Architecture

Overview

Argo CD manages applications in the Rubin Science Platform through a set of Helm charts. Which Helm charts to deploy in a given environment is controlled by the values-*.yaml files in /science-platform.

For nearly all charts, there are at least two layers of charts. The upper layer of charts, the ones installed directly by Argo CD, are found in the /services directory. These charts usually contain only dependencies and values-*.yaml files to customize the application for each environment. Sometimes they may contain a small set of resources that are very specific to the Science Platform.

The real work of deploying an application is done by the next layer of charts, which are declared as dependencies (via the dependencies key in Chart.yaml) of the top layer of charts. By convention, the top-level chart has the same name as the underlying chart that it deploys. This second layer of charts may be external third-party Helm charts provided by other projects, or may be Helm charts maintained by Rubin Observatory. In the latter case, these charts are maintained in the lsst-sqre/charts GitHub repository.

Versioning

The top level of charts defined in the /services directory are used only by Argo CD and are never published as Helm charts. Their versions are therefore irrelevant. The version of each chart is set to 1.0.0 because version is a required field in Chart.yaml and then never changed. Reverting to a previous configuration in this layer of charts is done via a manual revert in Argo CD or by reverting a change in the GitHub repository, not by pointing Argo CD to an older chart.

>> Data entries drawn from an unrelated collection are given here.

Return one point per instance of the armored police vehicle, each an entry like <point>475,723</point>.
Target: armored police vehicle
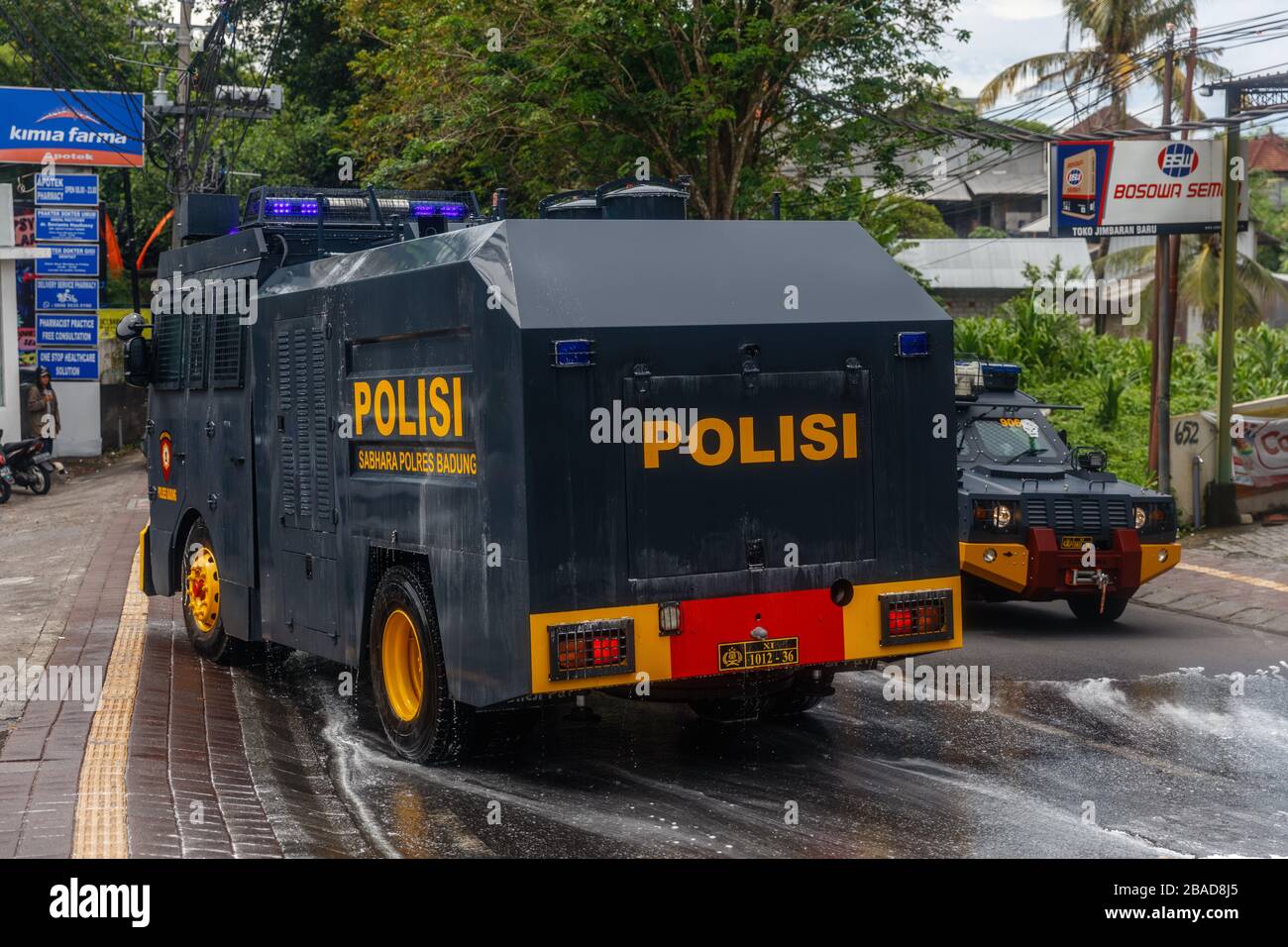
<point>1043,521</point>
<point>500,460</point>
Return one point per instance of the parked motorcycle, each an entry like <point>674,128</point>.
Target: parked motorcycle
<point>5,480</point>
<point>30,464</point>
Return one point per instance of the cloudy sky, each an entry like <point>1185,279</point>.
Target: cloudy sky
<point>1006,31</point>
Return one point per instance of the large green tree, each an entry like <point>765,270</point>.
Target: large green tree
<point>545,94</point>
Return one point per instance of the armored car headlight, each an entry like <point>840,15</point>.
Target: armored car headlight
<point>996,515</point>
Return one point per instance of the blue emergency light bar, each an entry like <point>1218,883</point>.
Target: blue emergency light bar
<point>452,211</point>
<point>357,208</point>
<point>1000,376</point>
<point>574,354</point>
<point>291,206</point>
<point>913,344</point>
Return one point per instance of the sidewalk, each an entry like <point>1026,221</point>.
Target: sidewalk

The second layer of charts that are declared as dependencies are normal, published Helm charts that follow normal Helm semantic versioning conventions. In the case of the lsst-sqre/charts repository, this is enforced by CI. We can then constrain the version of the chart Argo CD will deploy by changing the dependencies configuration in the top-level chart.

Best practice is for a release of a chart to deploy the latest version of the corresponding application, so that upgrading the chart also implies upgrading the application. This allows automatic creation of pull requests to upgrade any applications deployed by Argo CD (see SQR-042 for more details). Charts maintained in lsst-sqre/charts follow this convention (for the most part). Most upstream charts also follow this convention, but some require explicitly changing version numbers in values-*.yaml.

In general, we pin the version of the chart to deploy in the dependencies metadata of the top-level chart. This ensures deterministic cluster configuration and avoids inadvertently upgrading applications. However, for services still under development, we sometimes use a floating dependency to reduce the number of pull requests required when iterating, and then switch to a pinned version once the service is stable.

There is currently no mechanism to deploy different versions of a chart in different environments. We will probably need a mechanism to do this eventually, and have considered possible implementation strategies, but have not yet started on this work. In the meantime, we disable automatic deployment in Argo CD so there is a human check on whether a given chart is safe to deploy in a given environment.

Hostnames and TLS

The Science Platform is designed to run under a single hostname. All ingresses for all applications use different routes on the same external hostname. That hostname, in turn, is served by an NGINX proxy web server, configured via the ingress-nginx Helm chart (normally installed with the Science Platform). An NGINX ingress controller is required since its auth_request mechanism is used for authentication.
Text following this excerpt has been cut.